I wish I was one of the beautiful people. I don’t mean simply being cute. No, I’m talking about jaw-dropping gorgeous. I’d even go as far to say that I’d sooner like to be a gorgeous woman than a gorgeous man. Gorgeous women have a smoother road to travel in life, and receive more stuff because their looks than gorgeous men. And on top of that, if you’re a gorgeous woman, the world is your singles bar and everyone in it a potential suitor. If I were a gorgeous woman I’d be a HUGE whore…just a gigantic lesbian whore. No lie.

But, gorgeous women aren’t a slow burn by any means. Twenty years tops is all you get, gorgeous women. It starts when you’re fifteen and the mustachioed manager at the deli counter gives you a gratis half-pound of sliced parmesan to go with your black forest ham. You smile and simply think he’s a nice fellow. On your nineteenth birthday, your boyfriend—who’s five years your senior and works as a landscaper while he takes night classes to become a police officer—will fear that you will leave him. In a desperate attempt to keep you, he’ll propose to you at Red Lobster. You’ll accept and will envision your life with the man that you love. After some thought you’ll think that it’ll be too ordinary of a life for a woman of your rare beauty. You’ll break up with him and pawn the engagement ring he maxed out his credit card for. After random hook-ups while in cosmetology school, you’ll have a series of serious boyfriends who will pay for your car insurance, cell phone bill, and rent. You’ll have a brief modeling career and will even be featured in ads for Buckle (only once, and on the online catalogue only, but you leave that part out).

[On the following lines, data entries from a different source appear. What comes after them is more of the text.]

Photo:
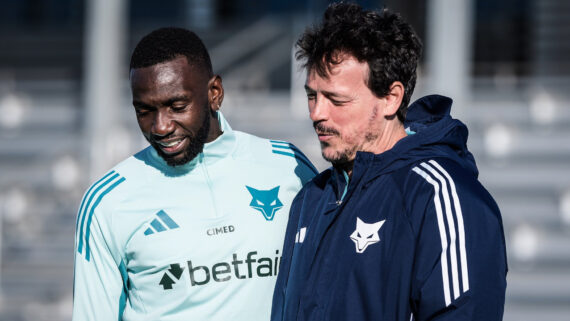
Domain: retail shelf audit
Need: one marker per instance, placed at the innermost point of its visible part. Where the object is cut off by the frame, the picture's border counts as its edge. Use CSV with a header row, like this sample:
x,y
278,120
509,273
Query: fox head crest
x,y
266,202
365,234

By the time you reach your late twenties, you’ll feel the need to settle down. You’ll do that settling with a middle-aged investment banker who is average in the looks department, but he lives in a million dollar house and goes on exotic vacations. He’ll finance your designer purse shop downtown. The store never makes a dime, but it gets you out of the house for four hours a day (On weekdays only). After six years you’ll notice his adoration for his trophy wife fading. His lingering stares will be shorter and the compliments will be fewer and far between. You’ll be served with divorce papers by your family friend/family lawyer just before your thirty-fifth birthday. Your soon-to-be ex has set his gaze on the young mocha-skinned receptionist…and she was sooo nice to you at the office party. After the divorce is finalized, the lopsided prenup leaves you with a monthly stipend that puts you up in a modest two-bedroom apartment in what you consider the “seedy” part of town. While you’re picking up the pieces of your life, your old friends and acquaintances are happily raising their children in their ranch homes…living the “ordinary” life you thought was beneath you.

Twenty years, gorgeous girls, that’s all you get.

Now as for gorgeous guys, sure you’re not getting your rent paid and an Escalade to drive, but you on the other hand will be even more gorgeous when you turn thirty-five. And, you’ll be handsome and distinguished up until the end. I’m convinced that Cary Grant’s death rattle came just after he rattled the bones of some prime hospital orderly.